On 3/30/18 2:25 AM, Dmitry Olshansky wrote:
On Friday, 30 March 2018 at 06:21:27 UTC, Dmitry Olshansky wrote:
I think it should be mostly stright-forward and we can get rid of
“instantiator” functions to do IFTI.
The problem (I guess) is 2 type parameter lists, one of aggregate and
the other of function:
struct Foo(T)
if (isSomeSuch!T)
{
this(U)(T a, U u) if (isSomethindElse!U) {...}
this(R)(T x, R r) if (yetAnother!U){ ... }
}
More interesting case...
struct Foo(T)
{
alias K = T.K;
this(K k) { .... }
// same
}
In general it might be impossible (if we throw in more static ifs on T’s
type) but well IFTI is not 100% solution anyway.

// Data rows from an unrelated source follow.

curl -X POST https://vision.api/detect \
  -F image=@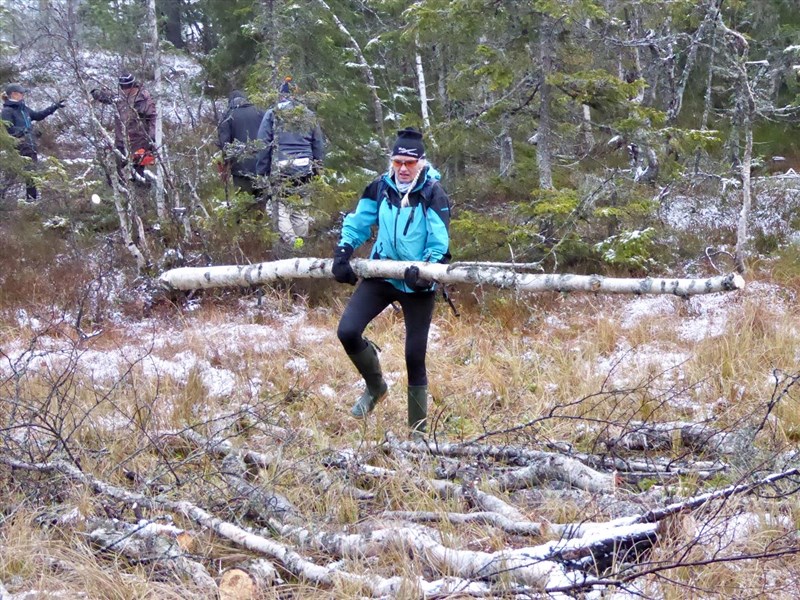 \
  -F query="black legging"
[336,279,436,385]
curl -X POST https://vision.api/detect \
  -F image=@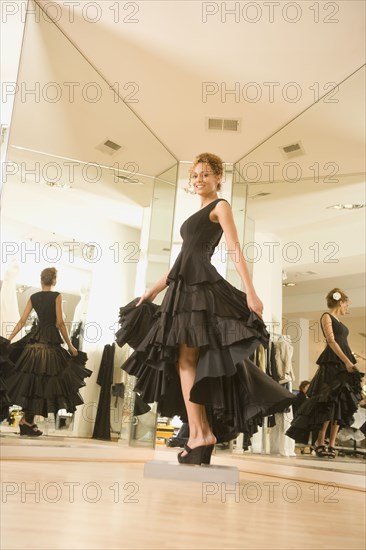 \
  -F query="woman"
[287,288,362,458]
[2,268,91,437]
[116,153,293,464]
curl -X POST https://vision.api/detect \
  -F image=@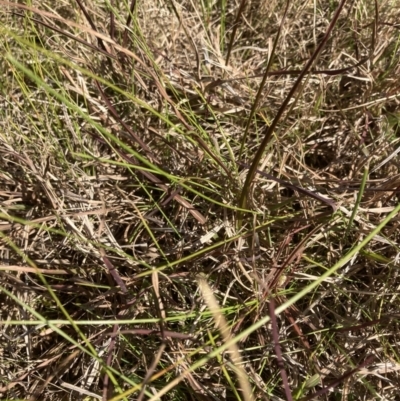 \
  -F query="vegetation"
[0,0,400,401]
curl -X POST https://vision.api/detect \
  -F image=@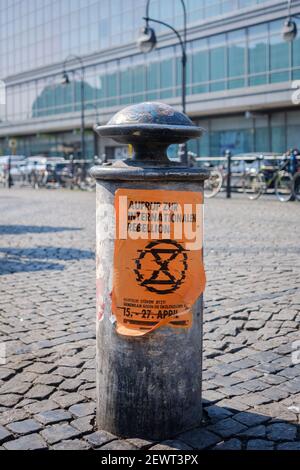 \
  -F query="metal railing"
[195,152,300,199]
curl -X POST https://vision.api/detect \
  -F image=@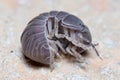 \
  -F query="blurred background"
[0,0,120,80]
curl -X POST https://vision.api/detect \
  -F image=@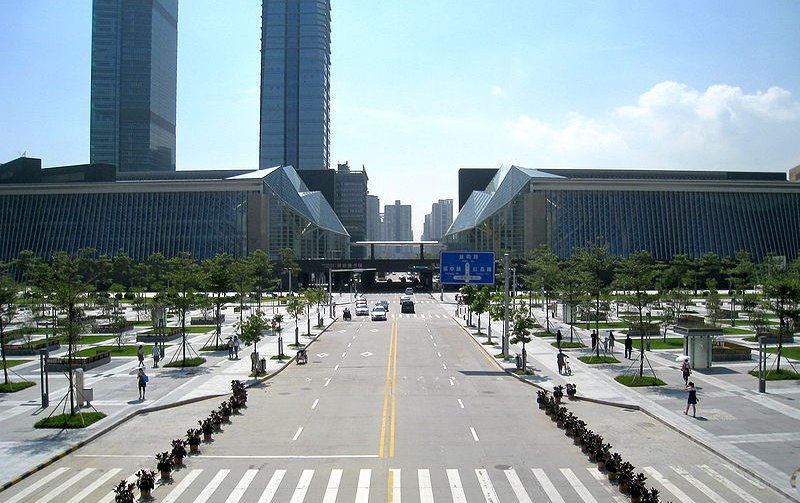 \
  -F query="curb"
[0,317,338,493]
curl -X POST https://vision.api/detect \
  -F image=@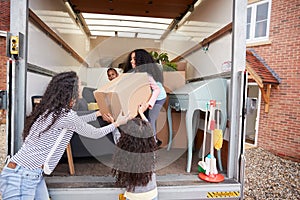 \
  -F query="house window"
[247,0,271,42]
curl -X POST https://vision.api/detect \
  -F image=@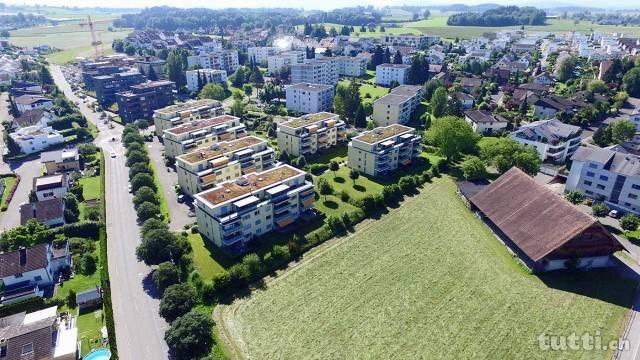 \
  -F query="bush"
[591,203,609,217]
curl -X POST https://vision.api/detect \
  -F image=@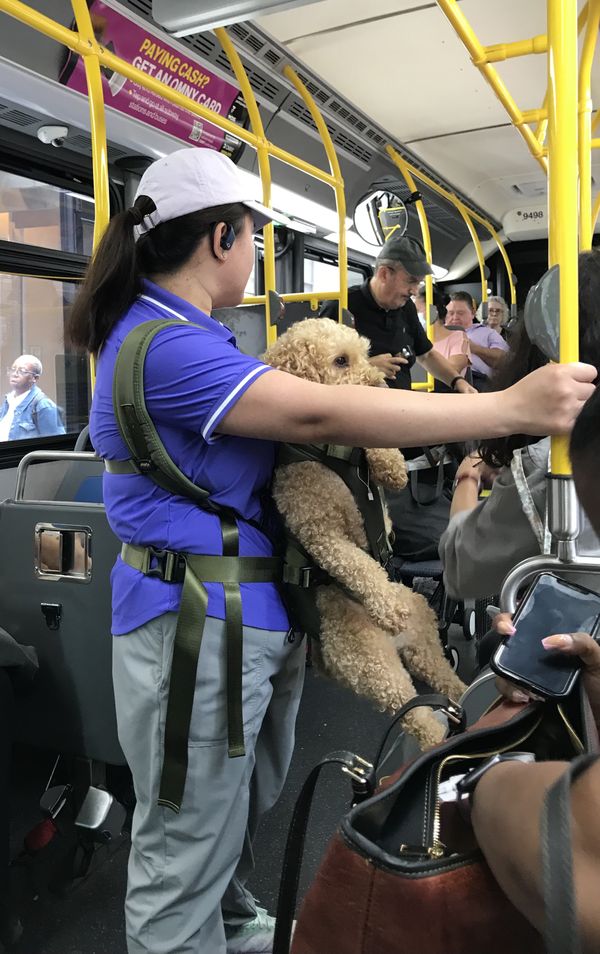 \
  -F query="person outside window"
[320,235,473,394]
[445,291,508,391]
[0,354,65,441]
[68,148,595,954]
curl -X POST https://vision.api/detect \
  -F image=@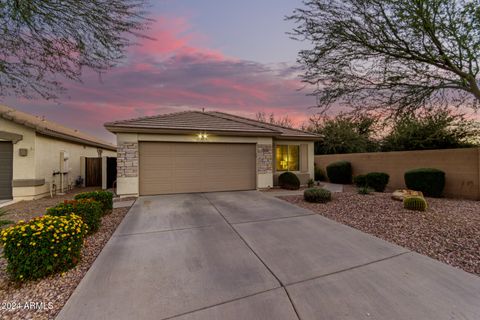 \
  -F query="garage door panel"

I believe in such a case compiler can as far as IFTI goes just
consider a combined tuple of types.
Thoughts?
The easy way to test these is to see what IFTI does now:
import std.traits;
template foo(T)
if (isIntegral!T)
{
void foo(U)(T a, U u) if (isSomeString!U) {}
}
void main()
{
foo(1, "hello");
}
onlineapp.d(11): Error: template onlineapp.foo cannot deduce function
from argument types !()(int, string), candidates are:
onlineapp.d(3): onlineapp.foo(T) if (isIntegral!T)
Your second case:
struct Foo(T)
{
alias K = T.K;
this(K k) { .... }
// same
}
I can't see at all how this would work, as there may be infinite types
for T that have an alias K that matches.
However, a simpler case:
template foo(T)
{
alias K = T;
void foo(K k) {}
}
void main()
{
foo(1);
}
onlineapp.d(4): Error: undefined identifier K
onlineapp.d(10): Error: template onlineapp.foo cannot deduce function
from argument types !()(int), candidates are:
onlineapp.d(1): onlineapp.foo(T)(K k)
So it appears IFTI wouldn't be up to the task if there are aliases
involved, or nested templates. But the simplest cases it does work with:
import std.traits;
template foo(T, U)
if (isIntegral!T && isSomeString!U)
{
void foo(T a, U u) {}
}
void main()
{
foo(1, "hello");
}
A class/struct ctor (where the constructor itself isn't a template)
isn't any different, I can't see why it wouldn't work.